In its 2007 report, the Intergovernmental Panel on Climate Change cautioned that "more intense and wider droughts have been observed over wider areas since the 1970s, particularly in the tropics and subtropics," and drew a link among changing drought trends, increasing temperatures and decreasing precipitation.

But a study published yesterday in Nature suggests the IPCC, and the research it drew on, relied on a flawed index that may have overestimated drought activity over the past 60 years.

The work examines the Palmer Drought Severity Index, a formula devised in the 1960s to allocate drought aid to farmers. It estimates drought by calculating the difference between precipitation and soil moisture. Because it requires only basic data -- observations of temperature, precipitation and latitude -- the Palmer index has become a popular tool for scientists, who have used it to extend records of drought into the late 19th century.

Justin Sheffield, a hydroclimatologist at Princeton University, said that simplicity has a downside.

The Palmer index doesn't account for some key influences on evaporation, including radiation at the land surface, humidity and wind speed. That didn't matter for a long time, Sheffield said, because the major factors that affect evaporation -- temperature, radiation, humidity and wind speed -- were changing in concert. And that allowed the Palmer index to produce realistic estimates of drought using only temperature data, assuming that as temperature rises, evaporation increases.

But over the last several decades, the relationship among the factors governing evaporation has begun to unravel.

Old index may be too simple

"We see wind speeds declining, and we see 'global dimming'" -- a drop in the amount of sunlight reaching the Earth's surface -- "which means radiation is going down, at least between the 1960s and 1990s," Sheffield said.

And that means the simplified math of the Palmer index is no longer accurate in many cases.

"What we have been doing is using a more physically realistic model of evaporation that includes changes in these other variables that are important," Sheffield said. "You get a different answer, and a more correct answer, because you are using better physics."

When Sheffield and his colleagues examined global drought severity from 1948 to 2008 using the more complex model, they found little change in global drought trends from 1948 to 2008.

"This study is a bit of a wake-up call that we need better observations, we need better data and we need better models to understand what's happening with drought and other features of the land hydrological cycle," Sheffield said. "It's where we live."

Other experts agreed. Piers Forster, a professor of physical climate change at the University of Leeds, said the research "shows that a much-used previous estimate based only on temperature is flawed."

"In reality, we don't have enough good-enough measurements to determine drought trends accurately," Forster said in a statement to the U.K. Science Media Centre.

Critic finds conclusions too sweeping

But even though the paper finds no global average increase in drought since 1950, scientists are more confident that droughts in Europe, Africa and China have become more severe since then, he said.

Sonia Seneviratne, a climate scientist at the Swiss Federal Institute of Technology in Zurich, said the new study suggests "high uncertainty" in drought trends globally over the past 60 years and "little evidence" of an increase in the area affected by drought.
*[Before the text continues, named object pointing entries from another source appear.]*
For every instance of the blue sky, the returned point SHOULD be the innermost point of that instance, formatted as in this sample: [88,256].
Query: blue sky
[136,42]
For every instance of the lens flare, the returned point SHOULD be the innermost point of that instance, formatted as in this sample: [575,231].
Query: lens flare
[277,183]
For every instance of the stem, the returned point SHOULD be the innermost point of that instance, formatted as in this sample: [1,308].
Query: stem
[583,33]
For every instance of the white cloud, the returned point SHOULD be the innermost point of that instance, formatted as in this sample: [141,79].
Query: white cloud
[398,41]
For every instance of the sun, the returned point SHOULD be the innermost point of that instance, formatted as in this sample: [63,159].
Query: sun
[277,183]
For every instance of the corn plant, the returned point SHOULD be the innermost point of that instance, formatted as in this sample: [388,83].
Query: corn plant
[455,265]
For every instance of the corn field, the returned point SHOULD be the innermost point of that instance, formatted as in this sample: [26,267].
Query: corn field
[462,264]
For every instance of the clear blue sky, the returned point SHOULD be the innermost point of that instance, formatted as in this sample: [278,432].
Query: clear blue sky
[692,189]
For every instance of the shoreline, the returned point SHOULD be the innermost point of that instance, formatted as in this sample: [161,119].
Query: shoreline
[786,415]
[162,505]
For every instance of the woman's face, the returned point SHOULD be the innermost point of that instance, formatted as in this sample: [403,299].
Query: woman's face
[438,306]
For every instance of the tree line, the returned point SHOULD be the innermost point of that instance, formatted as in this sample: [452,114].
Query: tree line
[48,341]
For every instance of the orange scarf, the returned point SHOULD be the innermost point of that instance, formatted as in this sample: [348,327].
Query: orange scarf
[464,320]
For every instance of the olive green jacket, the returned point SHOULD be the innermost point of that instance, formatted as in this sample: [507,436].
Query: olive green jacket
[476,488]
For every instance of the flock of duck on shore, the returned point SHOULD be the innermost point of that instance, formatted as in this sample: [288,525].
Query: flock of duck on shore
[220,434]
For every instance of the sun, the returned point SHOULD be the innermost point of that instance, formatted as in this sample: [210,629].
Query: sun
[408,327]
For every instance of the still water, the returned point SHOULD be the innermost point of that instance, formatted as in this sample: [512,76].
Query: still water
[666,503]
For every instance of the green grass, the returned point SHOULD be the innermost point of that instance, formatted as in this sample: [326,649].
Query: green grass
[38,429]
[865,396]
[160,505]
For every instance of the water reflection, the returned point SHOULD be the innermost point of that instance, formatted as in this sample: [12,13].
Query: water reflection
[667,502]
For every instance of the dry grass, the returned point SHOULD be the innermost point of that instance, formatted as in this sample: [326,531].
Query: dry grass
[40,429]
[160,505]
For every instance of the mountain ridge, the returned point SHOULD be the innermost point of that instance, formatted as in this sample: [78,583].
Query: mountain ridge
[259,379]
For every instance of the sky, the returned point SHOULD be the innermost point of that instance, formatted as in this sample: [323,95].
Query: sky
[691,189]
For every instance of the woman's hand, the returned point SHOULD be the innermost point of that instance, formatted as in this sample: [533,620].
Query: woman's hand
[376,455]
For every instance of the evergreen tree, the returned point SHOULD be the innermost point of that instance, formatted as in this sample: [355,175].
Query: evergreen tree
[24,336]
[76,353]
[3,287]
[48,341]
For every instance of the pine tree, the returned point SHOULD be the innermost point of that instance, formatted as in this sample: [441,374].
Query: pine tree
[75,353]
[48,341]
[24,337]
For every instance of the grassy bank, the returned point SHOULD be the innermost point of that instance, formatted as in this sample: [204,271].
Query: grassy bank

Furthermore, its "findings imply that there is no necessary correlation between temperature changes and long-term drought variations, which should warn us against using any simplifications regarding their relationship," Seneviratne wrote in a commentary that was also published in Nature.

But Aiguo Dai, a professor at the State University of New York, Albany, said it is "premature to make such definite conclusions about recent drying trends."

In a recent study published in Geophysical Research Letters, Dai evaluated different formulas that attempt to account for evapotranspiration. He found that the Penman-Monteith equation, the formula favored by Sheffield, "only slightly reduces the drying trend" seen in the original Palmer index.

Dai also rejected the idea that Sheffield's conclusions, if true, would affect model projections of future drought using Palmer index values.